Repository files navigation

Yelp Dataset Challenge

Background

Yelp Dataset consists of business, reviews, users, checkins, tips from yelp. Yelp engineers have developed an excellent search engine to sift through 102 million reviews and help people find the most relevant businesses for their everyday needs.

This application uploads Yelp dataset into HDFS for analytics. It uses spark sql to query and analysis the dataset stored in HDFS and it can be scheduled to run periodically to aggregate and store the output in Cassandra.
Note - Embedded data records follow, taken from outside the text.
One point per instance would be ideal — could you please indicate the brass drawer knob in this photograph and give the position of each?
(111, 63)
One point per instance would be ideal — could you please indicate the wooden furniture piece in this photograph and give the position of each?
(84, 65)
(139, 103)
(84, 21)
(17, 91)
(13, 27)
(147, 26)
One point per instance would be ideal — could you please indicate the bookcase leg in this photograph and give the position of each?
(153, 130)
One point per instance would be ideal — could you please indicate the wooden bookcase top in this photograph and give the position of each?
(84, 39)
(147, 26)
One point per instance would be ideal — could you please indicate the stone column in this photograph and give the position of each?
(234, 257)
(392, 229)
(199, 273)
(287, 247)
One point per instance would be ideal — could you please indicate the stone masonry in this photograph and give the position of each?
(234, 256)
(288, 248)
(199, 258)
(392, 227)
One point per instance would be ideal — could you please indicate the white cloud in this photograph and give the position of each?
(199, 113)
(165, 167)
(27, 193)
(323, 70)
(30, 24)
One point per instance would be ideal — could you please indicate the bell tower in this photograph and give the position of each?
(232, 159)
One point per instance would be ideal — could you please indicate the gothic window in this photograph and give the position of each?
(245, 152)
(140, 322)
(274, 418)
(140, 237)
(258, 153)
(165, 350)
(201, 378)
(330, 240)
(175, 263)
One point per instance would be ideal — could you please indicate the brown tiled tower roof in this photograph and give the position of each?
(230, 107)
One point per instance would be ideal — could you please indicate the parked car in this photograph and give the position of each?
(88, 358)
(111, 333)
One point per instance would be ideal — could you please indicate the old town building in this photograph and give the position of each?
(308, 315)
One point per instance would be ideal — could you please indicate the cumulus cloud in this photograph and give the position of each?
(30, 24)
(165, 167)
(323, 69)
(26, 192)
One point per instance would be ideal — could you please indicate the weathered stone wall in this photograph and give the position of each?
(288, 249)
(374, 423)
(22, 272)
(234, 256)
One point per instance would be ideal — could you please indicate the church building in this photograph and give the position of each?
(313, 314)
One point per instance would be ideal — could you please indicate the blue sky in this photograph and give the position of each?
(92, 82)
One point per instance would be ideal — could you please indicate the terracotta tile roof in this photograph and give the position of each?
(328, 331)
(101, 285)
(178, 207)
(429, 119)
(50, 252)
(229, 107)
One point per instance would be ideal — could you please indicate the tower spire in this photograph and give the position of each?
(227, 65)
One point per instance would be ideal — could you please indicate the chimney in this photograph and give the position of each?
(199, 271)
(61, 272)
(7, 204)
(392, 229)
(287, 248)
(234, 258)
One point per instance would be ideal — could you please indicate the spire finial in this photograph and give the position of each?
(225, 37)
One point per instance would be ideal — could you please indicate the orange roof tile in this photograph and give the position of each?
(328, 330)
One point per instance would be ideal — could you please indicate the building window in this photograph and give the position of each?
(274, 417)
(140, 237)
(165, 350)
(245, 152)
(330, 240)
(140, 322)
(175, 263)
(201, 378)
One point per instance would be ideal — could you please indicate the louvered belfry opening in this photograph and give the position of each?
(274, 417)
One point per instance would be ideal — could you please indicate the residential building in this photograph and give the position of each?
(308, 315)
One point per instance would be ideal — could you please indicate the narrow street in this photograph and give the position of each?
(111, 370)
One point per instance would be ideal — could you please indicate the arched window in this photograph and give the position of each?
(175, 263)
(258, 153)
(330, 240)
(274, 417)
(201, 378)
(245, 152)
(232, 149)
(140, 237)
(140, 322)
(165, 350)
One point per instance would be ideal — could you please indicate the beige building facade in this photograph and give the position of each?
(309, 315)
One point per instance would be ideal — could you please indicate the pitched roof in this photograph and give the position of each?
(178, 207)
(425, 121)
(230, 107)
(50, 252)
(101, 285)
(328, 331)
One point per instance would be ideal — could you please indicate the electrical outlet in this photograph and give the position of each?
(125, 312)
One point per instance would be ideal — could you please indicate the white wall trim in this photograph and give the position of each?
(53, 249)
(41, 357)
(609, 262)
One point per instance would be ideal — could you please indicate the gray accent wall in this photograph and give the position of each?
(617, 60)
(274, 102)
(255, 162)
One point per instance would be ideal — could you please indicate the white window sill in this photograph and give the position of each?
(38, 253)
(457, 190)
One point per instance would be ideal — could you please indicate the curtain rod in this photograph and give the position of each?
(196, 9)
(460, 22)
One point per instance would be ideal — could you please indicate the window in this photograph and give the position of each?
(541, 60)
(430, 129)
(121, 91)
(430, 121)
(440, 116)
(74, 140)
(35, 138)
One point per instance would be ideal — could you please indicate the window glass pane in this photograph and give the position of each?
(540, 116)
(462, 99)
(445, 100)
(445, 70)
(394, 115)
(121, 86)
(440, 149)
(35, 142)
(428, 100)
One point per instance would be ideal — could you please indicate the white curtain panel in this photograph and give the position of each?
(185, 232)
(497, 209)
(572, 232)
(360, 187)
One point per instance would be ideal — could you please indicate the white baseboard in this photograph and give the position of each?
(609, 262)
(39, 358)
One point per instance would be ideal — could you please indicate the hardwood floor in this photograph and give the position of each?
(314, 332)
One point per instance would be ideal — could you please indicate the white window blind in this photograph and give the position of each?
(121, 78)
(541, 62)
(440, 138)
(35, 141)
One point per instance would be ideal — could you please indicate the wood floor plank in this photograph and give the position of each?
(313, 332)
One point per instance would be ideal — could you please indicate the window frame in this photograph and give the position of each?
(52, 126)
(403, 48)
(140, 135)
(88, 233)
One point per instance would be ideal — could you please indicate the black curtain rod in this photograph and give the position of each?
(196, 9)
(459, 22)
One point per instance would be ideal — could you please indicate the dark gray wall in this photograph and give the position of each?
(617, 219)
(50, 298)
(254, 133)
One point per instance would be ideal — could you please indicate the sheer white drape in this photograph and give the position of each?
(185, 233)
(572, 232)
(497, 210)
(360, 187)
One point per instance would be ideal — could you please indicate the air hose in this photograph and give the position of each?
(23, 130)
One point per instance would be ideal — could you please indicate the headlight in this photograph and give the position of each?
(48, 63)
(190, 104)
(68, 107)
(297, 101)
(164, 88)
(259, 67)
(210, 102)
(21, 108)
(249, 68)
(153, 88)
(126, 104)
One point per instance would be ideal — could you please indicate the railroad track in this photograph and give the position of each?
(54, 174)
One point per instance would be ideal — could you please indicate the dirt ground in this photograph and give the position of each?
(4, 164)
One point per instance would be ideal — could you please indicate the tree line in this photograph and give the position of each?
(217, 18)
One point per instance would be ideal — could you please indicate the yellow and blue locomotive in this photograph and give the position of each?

Spark SQL can automatically infer the schema of a JSON dataset and load it as a Dataset, hence it doesn't require pre parsing of JSON files.

Spark driver program is dockerized and it can be launched on standalone spark cluster or on mesos cluster manager.

This application also includes web-based notebooks that enables faster interactive data-analytics with apache Zeppelin and the application is dockerized.

Solution Architecture

alt tag

Installation

Setup single node SMACK sandbox virtual machine

Step 1: Clone SMACK vagrant repository

git clone https://github.com/kartik-dev/SMACK-Sandbox.git

Step 2: Bring up SMACK sandbox

This might take some time (Approx 10 to 15mins),since it downloads and installs hadoop, mesos, spark, cassandra, nifi, confluent-io platform and Zeppelin (we might not use all the above service for this application, but it is part of the SMACK sandbox)

cd SMACK-Sandbox

vagrant up

Step 3: Once ready, ssh to smack vm (use putty)

ip: 192.168.0.50

username: root

password: vagrant

Note: Please refer to https://github.com/kartik-dev/SMACK-Sandbox for more information on SMACK-Sandbox and https://github.com/kartik-dev/SMACK-Sandbox/blob/master/ADVANCED.md for advanced information

As of now, SMACK services needs to be started manually in case if the vagrant machine is halted. Please refer to https://github.com/kartik-dev/SMACK-Sandbox/blob/master/ManualStartScripts.md for starting services manually

Steps to run Yelp Dataset challenge application

Step 1: Clone yelp_academic_dataset_review repository

cd /root

git clone https://github.com/kartik-dev/yelp_academic_dataset_review.git

Step 2: Download yelp dataset from https://www.yelp.com/dataset_challenge/dataset

Step 3: Upload dataset into HDFS

This script will take .tar file as parameter and store extracted json files into HDFS

cd /root/yelp_academic_dataset_review

sh scripts/yelp-data-upload-to-HDFS.sh <tar file path>

Step 4: Bring up Cassandra

Cassandra stores aggregated/output data for visualization or deeper analysis

export PATH=$PATH:/usr/local/cassandra/bin

cp /vagrant/resources/cassandra/cassandra.yaml /usr/local/cassandra/conf/
 
cassandra -R &

setup cassandra tables

cqlsh 192.168.0.50 -f scripts/cassandra-query.cql

Step 5: Launch Spark application (kramalingam/spark-driver image is available in docker hub)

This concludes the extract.